Save settings? [y/N]
Windows Command Line executable (s3.exe)
After downloading the tool (https://s3.codeplex.com/releases/view/47595), copy the .exe to your preferred working folder and from the command prompt type the following, substituting your access key and secret as follows:
s3 auth [<YOUR ACCESS KEY> <YOUR ACCESS SECRET>]
For more information on authentication syntax, read here: https://s3.codeplex.com/wikipage?title=auth%20command&referringTitle=Documentation
Stage 3: Testing the download of files from your bucket
Step 1: Test the download
s3cmd for OS/X and Linux
From the terminal, run the following command where "my-organization-name-log-bucket" is the name of your bucket already configured in the Log Management portion of the Umbrella dashboard. In this example, this is run from the folder that contains the s3cmd executable and the files will be delivered to the same path, but these can be changed:
./s3cmd sync s3://my-organization-name-log-bucket ./
If there is a difference between the files in your bucket and the files in the destination path on disk, the sync should download the missing or updated files. The first file retrieved should be the README file that's typically uploaded:
./s3cmd sync s3://my-organization-name-log-bucket ./
s3://my-organization-name-log-bucket/README_FROM_UMBRELLA.txt -> <fdopen> [1 of 1]
1800 of 1800 100% in 0s 15.00 kB/s done
Done. Downloaded 1800 bytes in 1.0 seconds, 1800.00 B/s
Any log files that are present will also be downloaded. It's up to you if you'd like to set a cron job to schedule this function on a regular basis, but you should now be able to automatically download any new or changed log files in your bucket to a local path for long-term retention.
Windows Command Line executable (s3.exe)
From the command prompt, run the following command where 'my-organization-name-log-bucket' is the name of your bucket already configured in the Log Management portion of the Umbrella dashboard.

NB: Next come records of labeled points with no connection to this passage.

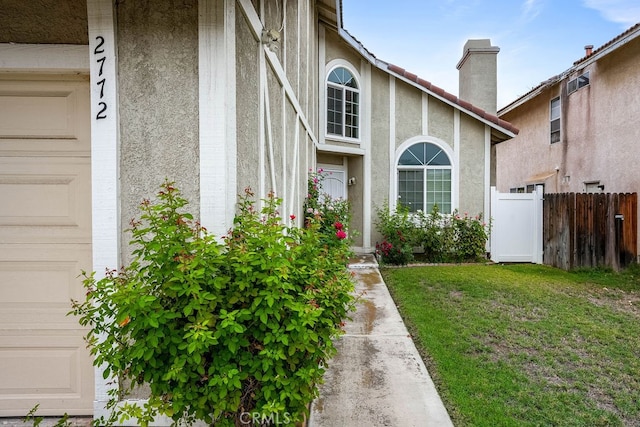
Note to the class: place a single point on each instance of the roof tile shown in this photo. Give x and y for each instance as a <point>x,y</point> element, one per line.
<point>452,98</point>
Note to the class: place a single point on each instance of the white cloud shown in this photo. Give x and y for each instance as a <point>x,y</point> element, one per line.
<point>531,9</point>
<point>625,12</point>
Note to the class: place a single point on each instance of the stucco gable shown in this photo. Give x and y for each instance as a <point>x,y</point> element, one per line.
<point>501,129</point>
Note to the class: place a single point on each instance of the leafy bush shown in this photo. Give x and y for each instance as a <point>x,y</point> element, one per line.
<point>442,238</point>
<point>332,215</point>
<point>220,332</point>
<point>400,235</point>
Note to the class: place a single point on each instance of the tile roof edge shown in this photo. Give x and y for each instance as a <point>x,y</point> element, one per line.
<point>462,104</point>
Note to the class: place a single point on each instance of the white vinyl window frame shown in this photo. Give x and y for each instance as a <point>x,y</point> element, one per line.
<point>555,122</point>
<point>347,103</point>
<point>447,149</point>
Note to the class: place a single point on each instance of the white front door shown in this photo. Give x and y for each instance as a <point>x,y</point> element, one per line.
<point>45,242</point>
<point>334,181</point>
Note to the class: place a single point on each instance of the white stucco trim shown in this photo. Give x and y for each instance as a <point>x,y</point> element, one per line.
<point>41,58</point>
<point>322,72</point>
<point>393,174</point>
<point>425,113</point>
<point>256,27</point>
<point>217,108</point>
<point>450,152</point>
<point>455,197</point>
<point>332,65</point>
<point>365,137</point>
<point>340,149</point>
<point>105,148</point>
<point>487,173</point>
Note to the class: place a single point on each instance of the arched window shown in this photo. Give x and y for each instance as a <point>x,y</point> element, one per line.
<point>343,104</point>
<point>424,178</point>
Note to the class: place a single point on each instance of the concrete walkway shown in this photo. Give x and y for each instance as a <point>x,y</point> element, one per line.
<point>377,378</point>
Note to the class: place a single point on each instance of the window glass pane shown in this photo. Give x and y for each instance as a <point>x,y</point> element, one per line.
<point>439,190</point>
<point>409,159</point>
<point>583,80</point>
<point>410,189</point>
<point>343,76</point>
<point>555,109</point>
<point>334,110</point>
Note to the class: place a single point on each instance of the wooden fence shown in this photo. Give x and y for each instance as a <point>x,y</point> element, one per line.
<point>589,230</point>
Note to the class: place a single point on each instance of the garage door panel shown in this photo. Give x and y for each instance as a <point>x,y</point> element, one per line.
<point>37,284</point>
<point>45,192</point>
<point>43,116</point>
<point>45,243</point>
<point>44,369</point>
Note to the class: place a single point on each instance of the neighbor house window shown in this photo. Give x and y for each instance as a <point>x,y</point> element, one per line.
<point>579,82</point>
<point>343,104</point>
<point>555,120</point>
<point>424,178</point>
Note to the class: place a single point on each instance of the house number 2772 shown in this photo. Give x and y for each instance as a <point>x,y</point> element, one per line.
<point>100,57</point>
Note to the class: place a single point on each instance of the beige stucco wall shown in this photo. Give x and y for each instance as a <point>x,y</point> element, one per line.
<point>380,156</point>
<point>519,161</point>
<point>409,112</point>
<point>274,150</point>
<point>408,121</point>
<point>44,21</point>
<point>472,166</point>
<point>599,132</point>
<point>157,44</point>
<point>441,120</point>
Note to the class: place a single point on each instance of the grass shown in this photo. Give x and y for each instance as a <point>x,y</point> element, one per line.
<point>526,345</point>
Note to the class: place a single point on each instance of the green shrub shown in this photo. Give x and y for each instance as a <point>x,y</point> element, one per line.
<point>332,215</point>
<point>219,331</point>
<point>442,238</point>
<point>400,234</point>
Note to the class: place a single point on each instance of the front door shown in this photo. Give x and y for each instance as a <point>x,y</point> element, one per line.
<point>45,242</point>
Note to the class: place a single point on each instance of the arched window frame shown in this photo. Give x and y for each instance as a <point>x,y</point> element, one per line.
<point>342,136</point>
<point>446,148</point>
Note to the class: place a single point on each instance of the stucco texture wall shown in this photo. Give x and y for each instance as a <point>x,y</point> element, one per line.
<point>380,157</point>
<point>336,48</point>
<point>441,120</point>
<point>472,163</point>
<point>247,106</point>
<point>408,112</point>
<point>44,21</point>
<point>157,44</point>
<point>520,160</point>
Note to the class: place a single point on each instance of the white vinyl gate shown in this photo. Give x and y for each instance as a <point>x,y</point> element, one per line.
<point>516,233</point>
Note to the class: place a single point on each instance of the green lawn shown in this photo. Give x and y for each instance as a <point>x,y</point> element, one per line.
<point>526,345</point>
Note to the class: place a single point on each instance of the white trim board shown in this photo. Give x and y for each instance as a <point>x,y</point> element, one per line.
<point>51,58</point>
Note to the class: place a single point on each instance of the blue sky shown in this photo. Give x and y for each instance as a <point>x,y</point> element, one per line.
<point>538,39</point>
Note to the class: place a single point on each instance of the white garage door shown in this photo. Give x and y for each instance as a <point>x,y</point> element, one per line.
<point>45,242</point>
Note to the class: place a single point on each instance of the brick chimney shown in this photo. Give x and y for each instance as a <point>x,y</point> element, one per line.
<point>477,73</point>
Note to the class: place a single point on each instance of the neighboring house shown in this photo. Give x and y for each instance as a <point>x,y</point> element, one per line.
<point>579,130</point>
<point>100,101</point>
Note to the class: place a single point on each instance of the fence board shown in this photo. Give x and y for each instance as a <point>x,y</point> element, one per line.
<point>589,230</point>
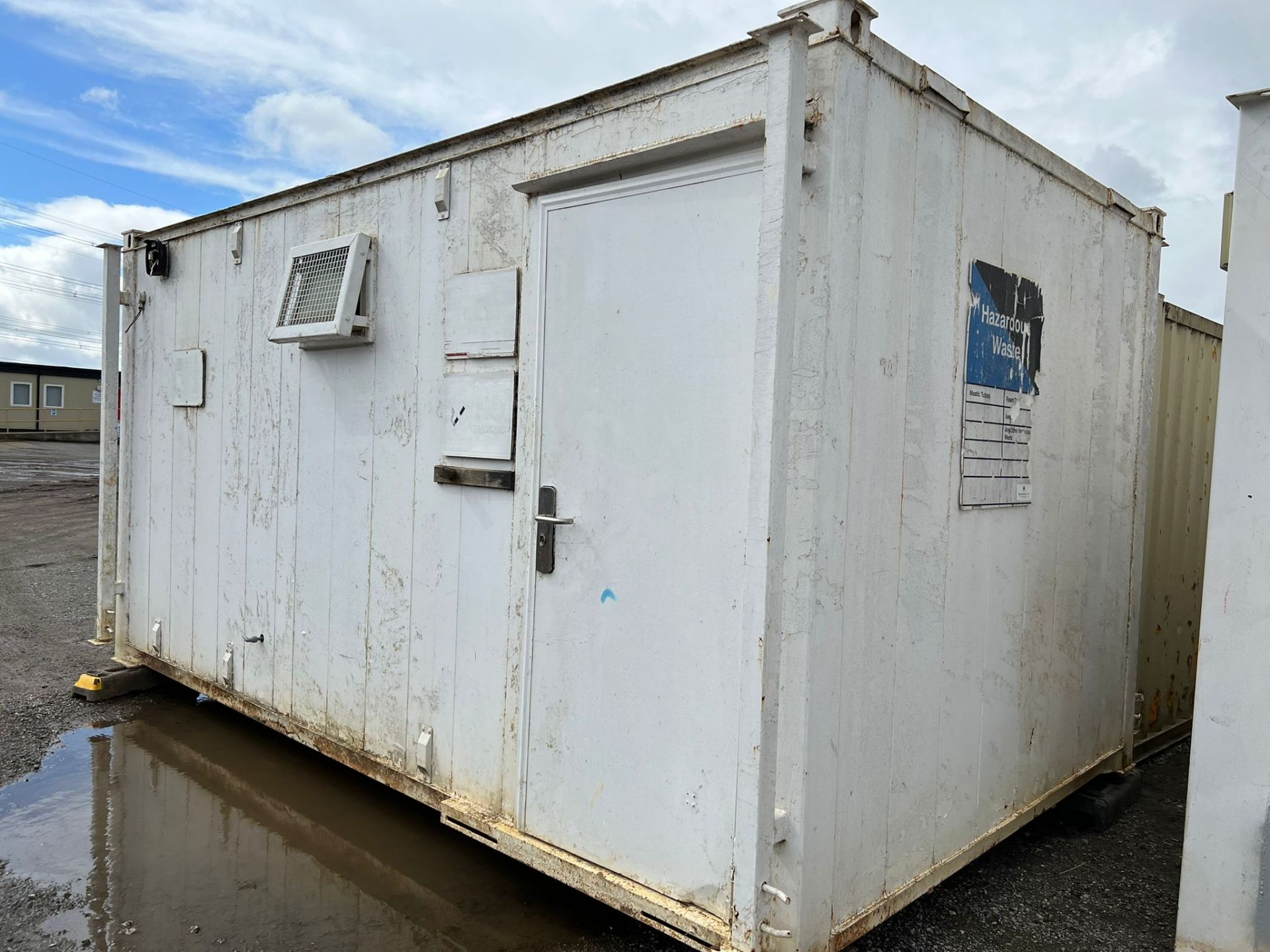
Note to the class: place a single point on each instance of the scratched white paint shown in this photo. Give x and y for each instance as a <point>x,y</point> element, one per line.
<point>893,676</point>
<point>1222,906</point>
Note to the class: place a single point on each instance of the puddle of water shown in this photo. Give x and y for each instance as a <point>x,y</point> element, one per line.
<point>192,815</point>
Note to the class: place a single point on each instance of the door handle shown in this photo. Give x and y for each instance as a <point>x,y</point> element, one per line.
<point>546,521</point>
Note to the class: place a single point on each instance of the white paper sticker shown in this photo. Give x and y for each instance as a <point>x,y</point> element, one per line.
<point>479,414</point>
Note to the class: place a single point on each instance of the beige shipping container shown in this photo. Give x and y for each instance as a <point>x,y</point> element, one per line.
<point>1187,372</point>
<point>44,397</point>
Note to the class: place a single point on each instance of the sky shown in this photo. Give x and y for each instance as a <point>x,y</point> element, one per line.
<point>124,113</point>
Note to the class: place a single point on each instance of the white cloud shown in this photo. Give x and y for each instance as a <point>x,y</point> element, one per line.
<point>75,136</point>
<point>99,95</point>
<point>1082,78</point>
<point>33,257</point>
<point>317,131</point>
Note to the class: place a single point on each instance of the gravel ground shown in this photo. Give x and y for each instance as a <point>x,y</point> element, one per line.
<point>1050,887</point>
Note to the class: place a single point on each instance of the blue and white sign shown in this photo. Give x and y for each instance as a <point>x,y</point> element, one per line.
<point>1002,362</point>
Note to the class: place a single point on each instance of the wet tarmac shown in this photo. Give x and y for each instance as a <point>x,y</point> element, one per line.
<point>190,826</point>
<point>158,822</point>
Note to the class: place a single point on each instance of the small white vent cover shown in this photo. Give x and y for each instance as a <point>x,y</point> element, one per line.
<point>319,298</point>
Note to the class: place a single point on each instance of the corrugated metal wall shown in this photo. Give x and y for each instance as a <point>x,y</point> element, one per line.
<point>1185,414</point>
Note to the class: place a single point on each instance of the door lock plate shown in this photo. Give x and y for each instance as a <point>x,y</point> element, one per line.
<point>545,531</point>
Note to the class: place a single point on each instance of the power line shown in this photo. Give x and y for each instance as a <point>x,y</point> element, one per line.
<point>80,172</point>
<point>48,342</point>
<point>51,328</point>
<point>51,244</point>
<point>48,231</point>
<point>38,214</point>
<point>50,338</point>
<point>50,274</point>
<point>51,291</point>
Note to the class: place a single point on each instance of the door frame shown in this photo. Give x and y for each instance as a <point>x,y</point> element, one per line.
<point>689,172</point>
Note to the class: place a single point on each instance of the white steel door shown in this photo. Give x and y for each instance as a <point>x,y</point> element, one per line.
<point>648,310</point>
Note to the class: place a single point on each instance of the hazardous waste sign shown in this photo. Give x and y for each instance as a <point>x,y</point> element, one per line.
<point>1002,361</point>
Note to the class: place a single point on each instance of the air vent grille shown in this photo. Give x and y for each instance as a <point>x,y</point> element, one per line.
<point>313,287</point>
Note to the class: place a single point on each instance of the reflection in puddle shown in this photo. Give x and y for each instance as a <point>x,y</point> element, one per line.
<point>194,816</point>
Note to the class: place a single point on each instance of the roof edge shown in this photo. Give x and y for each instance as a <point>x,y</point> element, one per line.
<point>1241,99</point>
<point>444,149</point>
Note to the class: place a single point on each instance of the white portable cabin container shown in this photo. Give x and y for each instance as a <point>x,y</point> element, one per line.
<point>691,513</point>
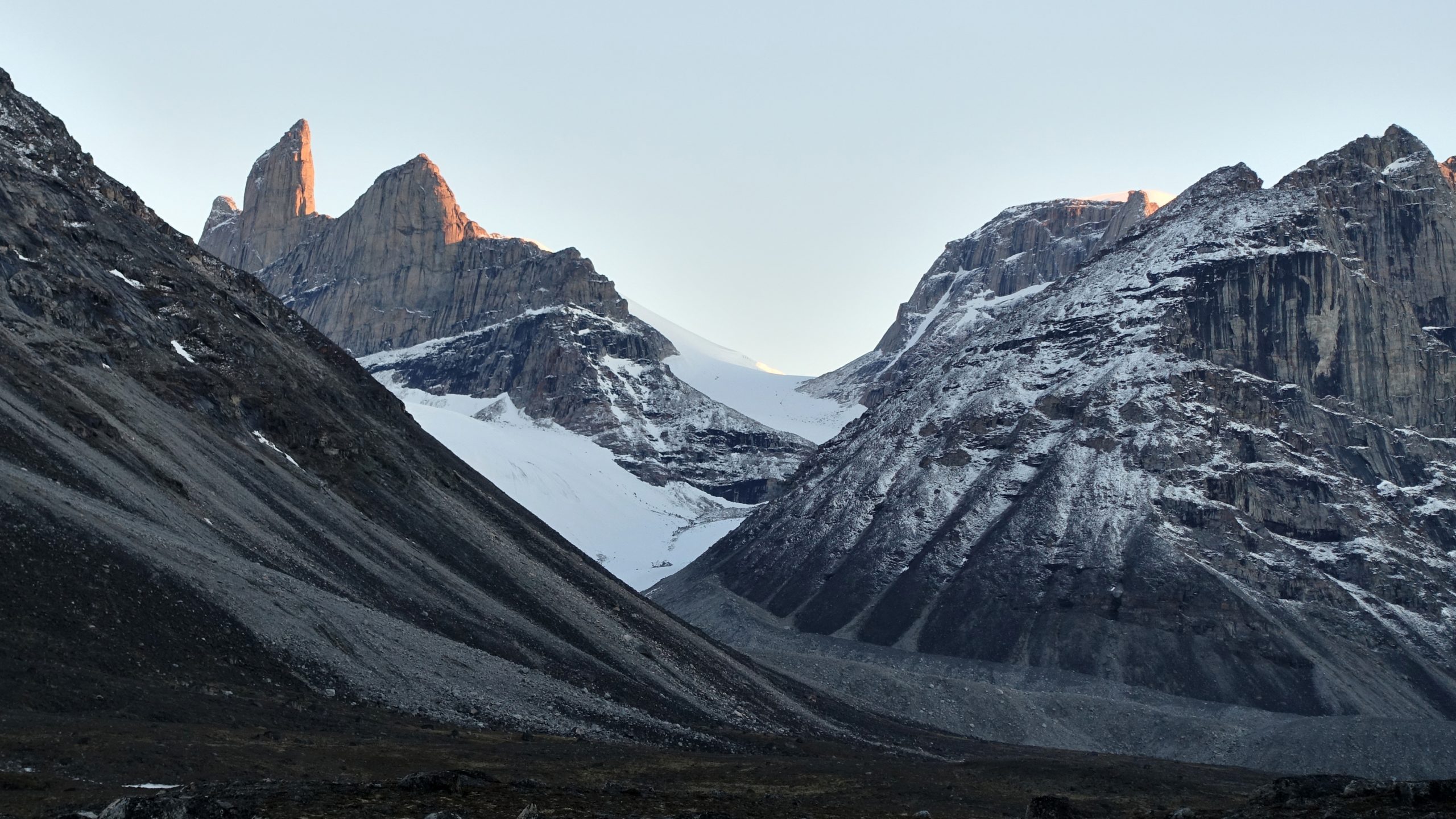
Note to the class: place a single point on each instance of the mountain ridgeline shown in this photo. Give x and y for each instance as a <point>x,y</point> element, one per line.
<point>1200,455</point>
<point>432,301</point>
<point>203,498</point>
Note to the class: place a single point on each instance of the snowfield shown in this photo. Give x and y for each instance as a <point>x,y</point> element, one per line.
<point>637,531</point>
<point>750,387</point>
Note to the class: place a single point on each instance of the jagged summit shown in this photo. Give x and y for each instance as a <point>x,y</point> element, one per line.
<point>415,198</point>
<point>432,301</point>
<point>1024,247</point>
<point>277,212</point>
<point>282,180</point>
<point>200,491</point>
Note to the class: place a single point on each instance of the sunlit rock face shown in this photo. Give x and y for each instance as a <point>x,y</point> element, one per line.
<point>193,477</point>
<point>277,209</point>
<point>1206,451</point>
<point>432,301</point>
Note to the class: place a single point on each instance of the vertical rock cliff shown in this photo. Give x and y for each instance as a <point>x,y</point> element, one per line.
<point>201,491</point>
<point>1205,452</point>
<point>430,301</point>
<point>277,209</point>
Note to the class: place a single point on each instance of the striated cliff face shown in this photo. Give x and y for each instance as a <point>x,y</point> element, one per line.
<point>277,209</point>
<point>1209,454</point>
<point>430,301</point>
<point>1023,247</point>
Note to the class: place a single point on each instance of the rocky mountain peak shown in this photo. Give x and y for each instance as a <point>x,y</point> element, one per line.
<point>415,289</point>
<point>1133,212</point>
<point>223,210</point>
<point>1223,183</point>
<point>1024,247</point>
<point>1397,154</point>
<point>1213,461</point>
<point>280,185</point>
<point>414,197</point>
<point>277,206</point>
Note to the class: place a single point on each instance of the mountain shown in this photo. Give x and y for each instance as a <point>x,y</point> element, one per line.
<point>203,498</point>
<point>1189,468</point>
<point>528,362</point>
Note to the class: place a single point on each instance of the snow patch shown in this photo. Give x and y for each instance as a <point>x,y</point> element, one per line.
<point>637,531</point>
<point>131,282</point>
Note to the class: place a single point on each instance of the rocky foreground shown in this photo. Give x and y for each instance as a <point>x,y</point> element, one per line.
<point>1176,481</point>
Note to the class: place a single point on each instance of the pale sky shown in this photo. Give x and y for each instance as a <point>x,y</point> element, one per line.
<point>771,175</point>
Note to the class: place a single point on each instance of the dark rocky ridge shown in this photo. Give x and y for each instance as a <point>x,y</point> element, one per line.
<point>1023,247</point>
<point>1215,461</point>
<point>407,282</point>
<point>200,491</point>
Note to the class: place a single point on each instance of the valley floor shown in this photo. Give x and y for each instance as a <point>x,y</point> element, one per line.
<point>351,764</point>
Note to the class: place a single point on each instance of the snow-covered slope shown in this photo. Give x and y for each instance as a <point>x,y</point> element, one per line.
<point>753,388</point>
<point>638,531</point>
<point>1205,451</point>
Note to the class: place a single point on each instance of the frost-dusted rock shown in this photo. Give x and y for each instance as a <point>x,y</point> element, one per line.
<point>261,515</point>
<point>1023,247</point>
<point>432,301</point>
<point>277,212</point>
<point>1213,461</point>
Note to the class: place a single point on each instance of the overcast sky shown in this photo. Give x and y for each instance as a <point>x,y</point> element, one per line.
<point>775,177</point>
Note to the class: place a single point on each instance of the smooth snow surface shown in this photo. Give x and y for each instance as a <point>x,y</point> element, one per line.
<point>750,387</point>
<point>127,279</point>
<point>637,531</point>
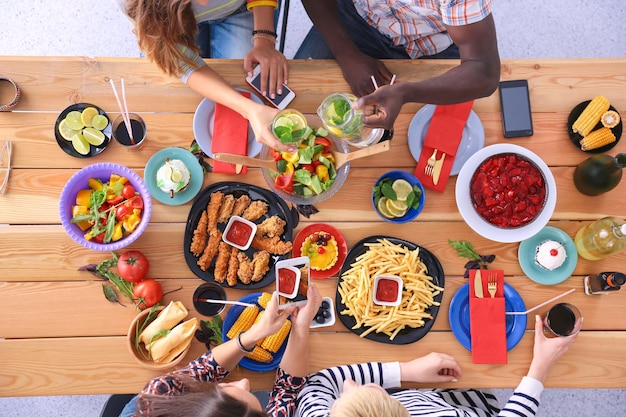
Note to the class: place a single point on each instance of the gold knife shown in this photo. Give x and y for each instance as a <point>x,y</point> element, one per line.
<point>437,169</point>
<point>478,284</point>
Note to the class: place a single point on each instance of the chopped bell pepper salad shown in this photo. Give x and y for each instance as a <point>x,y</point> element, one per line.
<point>310,170</point>
<point>109,211</point>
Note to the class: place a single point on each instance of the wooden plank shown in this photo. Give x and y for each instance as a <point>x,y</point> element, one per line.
<point>102,365</point>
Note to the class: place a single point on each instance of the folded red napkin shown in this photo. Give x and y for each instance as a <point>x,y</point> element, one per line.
<point>230,135</point>
<point>488,321</point>
<point>444,134</point>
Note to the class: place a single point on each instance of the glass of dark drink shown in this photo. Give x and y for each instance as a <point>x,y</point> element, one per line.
<point>138,128</point>
<point>564,320</point>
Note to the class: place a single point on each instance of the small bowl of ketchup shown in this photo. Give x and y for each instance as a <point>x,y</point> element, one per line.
<point>288,281</point>
<point>387,290</point>
<point>239,232</point>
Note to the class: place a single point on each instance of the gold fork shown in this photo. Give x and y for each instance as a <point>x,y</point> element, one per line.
<point>430,164</point>
<point>492,283</point>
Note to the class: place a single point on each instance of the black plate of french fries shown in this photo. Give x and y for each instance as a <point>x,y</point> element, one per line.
<point>203,245</point>
<point>576,137</point>
<point>421,269</point>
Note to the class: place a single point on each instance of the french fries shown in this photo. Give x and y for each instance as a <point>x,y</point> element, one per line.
<point>386,258</point>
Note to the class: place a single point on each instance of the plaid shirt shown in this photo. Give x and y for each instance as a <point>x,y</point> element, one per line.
<point>419,25</point>
<point>282,401</point>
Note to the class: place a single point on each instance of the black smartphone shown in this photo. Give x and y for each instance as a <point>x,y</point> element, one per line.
<point>281,101</point>
<point>517,118</point>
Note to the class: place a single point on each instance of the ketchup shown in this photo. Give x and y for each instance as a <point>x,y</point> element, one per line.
<point>239,233</point>
<point>286,280</point>
<point>387,290</point>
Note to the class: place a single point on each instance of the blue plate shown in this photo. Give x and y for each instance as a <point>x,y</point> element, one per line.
<point>157,160</point>
<point>231,316</point>
<point>526,256</point>
<point>459,317</point>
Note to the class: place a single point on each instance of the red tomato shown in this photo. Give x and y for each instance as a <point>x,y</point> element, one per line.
<point>133,266</point>
<point>135,202</point>
<point>128,191</point>
<point>284,182</point>
<point>325,143</point>
<point>147,293</point>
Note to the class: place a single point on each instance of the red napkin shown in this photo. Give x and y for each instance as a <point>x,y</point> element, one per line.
<point>230,135</point>
<point>488,321</point>
<point>444,134</point>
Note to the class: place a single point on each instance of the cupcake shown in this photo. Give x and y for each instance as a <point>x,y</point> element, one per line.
<point>550,255</point>
<point>173,177</point>
<point>321,248</point>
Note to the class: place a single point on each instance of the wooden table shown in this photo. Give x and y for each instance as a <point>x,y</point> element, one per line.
<point>62,337</point>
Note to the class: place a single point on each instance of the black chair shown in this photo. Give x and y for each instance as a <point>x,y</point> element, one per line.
<point>115,404</point>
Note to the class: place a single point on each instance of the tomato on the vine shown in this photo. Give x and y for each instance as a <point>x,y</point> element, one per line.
<point>133,266</point>
<point>147,293</point>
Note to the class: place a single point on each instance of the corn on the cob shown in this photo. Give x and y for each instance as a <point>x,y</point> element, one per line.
<point>274,342</point>
<point>597,139</point>
<point>260,355</point>
<point>243,322</point>
<point>591,115</point>
<point>610,119</point>
<point>264,299</point>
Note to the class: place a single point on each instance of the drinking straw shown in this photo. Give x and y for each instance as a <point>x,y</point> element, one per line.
<point>124,114</point>
<point>519,313</point>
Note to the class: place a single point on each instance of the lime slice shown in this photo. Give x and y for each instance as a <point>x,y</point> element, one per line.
<point>65,131</point>
<point>93,136</point>
<point>100,121</point>
<point>382,208</point>
<point>73,120</point>
<point>87,115</point>
<point>80,144</point>
<point>402,188</point>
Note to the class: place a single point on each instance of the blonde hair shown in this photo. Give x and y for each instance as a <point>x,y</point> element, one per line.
<point>164,28</point>
<point>362,401</point>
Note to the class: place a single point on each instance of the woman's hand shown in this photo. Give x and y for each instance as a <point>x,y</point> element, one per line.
<point>547,351</point>
<point>434,367</point>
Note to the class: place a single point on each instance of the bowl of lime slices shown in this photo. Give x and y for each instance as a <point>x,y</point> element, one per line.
<point>398,196</point>
<point>83,130</point>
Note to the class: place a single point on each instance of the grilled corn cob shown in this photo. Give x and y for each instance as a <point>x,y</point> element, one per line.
<point>244,321</point>
<point>597,139</point>
<point>264,298</point>
<point>274,342</point>
<point>260,355</point>
<point>591,115</point>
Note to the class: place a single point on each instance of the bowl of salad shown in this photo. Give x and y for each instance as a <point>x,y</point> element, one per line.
<point>105,206</point>
<point>308,176</point>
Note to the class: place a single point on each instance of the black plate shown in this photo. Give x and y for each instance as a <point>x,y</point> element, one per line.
<point>408,335</point>
<point>67,145</point>
<point>576,138</point>
<point>276,207</point>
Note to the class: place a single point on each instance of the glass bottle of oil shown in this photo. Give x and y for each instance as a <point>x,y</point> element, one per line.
<point>601,238</point>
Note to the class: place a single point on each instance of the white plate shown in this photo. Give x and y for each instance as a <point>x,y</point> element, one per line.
<point>472,140</point>
<point>203,126</point>
<point>481,226</point>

In this example, all files in the bucket (defined with the asterisk wildcard) are downloaded to the \dnslogbackups\ folder.
s3 get my-organization-name-log-bucket/* c:\dnslogbackups\
For more information about the syntax for this command, read here: https://s3.codeplex.com/wikipage?title=get%20command&referringTitle=Documentation
Step 2: Automate the download
Once the syntax has been tested and works as expected, copy the instructions into a script setup a cron job (OS X / Linux) or a scheduled task (Windows) or use any other task automation tool you might have at your disposal. It's also possible using the tools above to remove files from your bucket after you've downloaded them to free up space in your S3 instance. We encourage you to look at the documentation for the tool you're using to see what might work best for your data retention policy.